Malam ini aku teringat, seorang guru waktu di MDA (Madrasah Diniyah Awaliyah, aku dan teman-teman menyebutnya ngaji sore) dulu. Juwairiyah nama aslinya, tapi lebih dikenal dengan nama panggilannya 'Cik Jur'. Dia suka bilang kalau belajar itu ibarat perang, dan buku adalah senjatanya. Coba bayangkan perang tanpa senjata! Kau akan duluan kalah, duluan mati! Tiap kata-katanya sangat membekas bagiku. Meski para murid MDA dulu selalu menjulukinya 'cik cerewet', tapi aku tidak! Kurasa dia berlaku wajar sebagaimana perlakuan guru terhadap murid. Dia tegas, disiplin, suka menegur yang salah. Ada kebiasaannya yang unik. Suka menulis dengan aksara Arab-Melayu. Tanda tangannya juga Arab-Melayu. Tiap pembagian rapor, dia pasti mempersiapkan hadiah untuk muridnya yang rangking 1, 2, 3, dan murid yang absensinya bersih. Hadiahnya dibungkus kertas warna coklat, dituliskannya di kertas itu nama murid peraih hadiah, ya, tulis tangan, pakai Arab-Melayu. Dulu aku selalu kagum, bukan main! tulisannya selalu cantik!. Oiya, aku adalah salah satu penerima hadiah itu.

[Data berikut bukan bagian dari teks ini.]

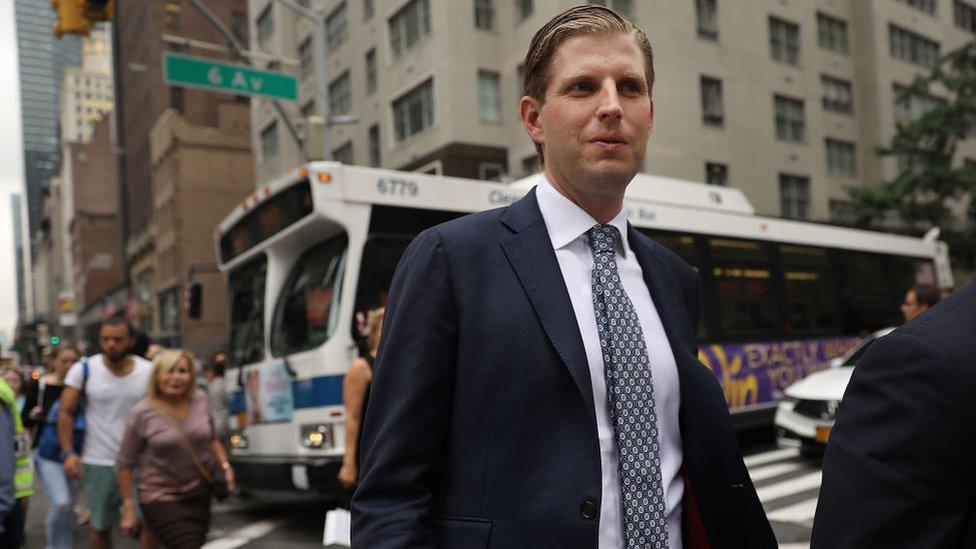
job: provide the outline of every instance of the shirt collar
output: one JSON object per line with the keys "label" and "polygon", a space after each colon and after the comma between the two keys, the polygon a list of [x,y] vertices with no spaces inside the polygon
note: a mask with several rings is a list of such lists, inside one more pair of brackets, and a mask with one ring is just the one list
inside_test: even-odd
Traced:
{"label": "shirt collar", "polygon": [[[540,179],[535,189],[536,200],[539,202],[539,211],[542,212],[553,249],[568,246],[598,224],[590,214],[557,191],[544,174]],[[627,250],[630,249],[627,242],[627,209],[621,208],[608,225],[613,225],[620,231],[620,251],[626,257]]]}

Aku masih ingat ponten-ponten di buku imla'-ku selalu dihiasi angka 8 darinya, minimal 8 minus. Tapi jangan tanya buku alkhot-ku, sangat jarang dapat ponten 7, rata-rata 7 minus, bahkan ada yang ponten 6! Awalnya dulu, aku kesal! Dalam hati, aku anggap dia pelit ngasih nilai alkhot. Anggapanku berubah ketika lamat-lamat kuperhatikan hasil alkhot abangku (dulu aku sempat sekelas dengan abangku) yang selalu dapat ponten 8 darinya, kubandingkan, jelas sekali hasil karya abangku lebih bagus dari punyaku. Ah, sudahlah! Aku memang tak berbakat dalam dunia per-alkhot-an!

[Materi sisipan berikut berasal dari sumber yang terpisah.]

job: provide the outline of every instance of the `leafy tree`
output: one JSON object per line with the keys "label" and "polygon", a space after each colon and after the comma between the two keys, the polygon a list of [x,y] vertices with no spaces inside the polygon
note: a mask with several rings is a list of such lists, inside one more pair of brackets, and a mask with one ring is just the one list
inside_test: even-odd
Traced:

Masih ada sesalku untuk diri sendiri. Mengapa aku tak menuruti harapan Cik Jur dulu. Kau tahu harapannya? Dia ingin, setamat SMA, aku jadi pengajar di MDA tempatnya mengajar dulu. Hanya harapan sederhana dari seorang pendidik terhadap muridnya. Tapi apa yang kulakukan? Kau mau tahu? Aku patahkan harapannya itu. Dulu, di kelas terakhir MDA, bertepatan dengan aku masuk SMP. Aku tergila-gila ikut organisasi pramuka. Aku jarang masuk kelas MDA. Ya, ngaji soreku bolos-bolos. Ujian pun aku tak datang! Setahun berlalu, kawan-kawan sekelasku sudah tamat, dapat ijazah MDA. Aku cuek saja. Ah! Tak penting!, begitu pikirku. Siapa pula peduli?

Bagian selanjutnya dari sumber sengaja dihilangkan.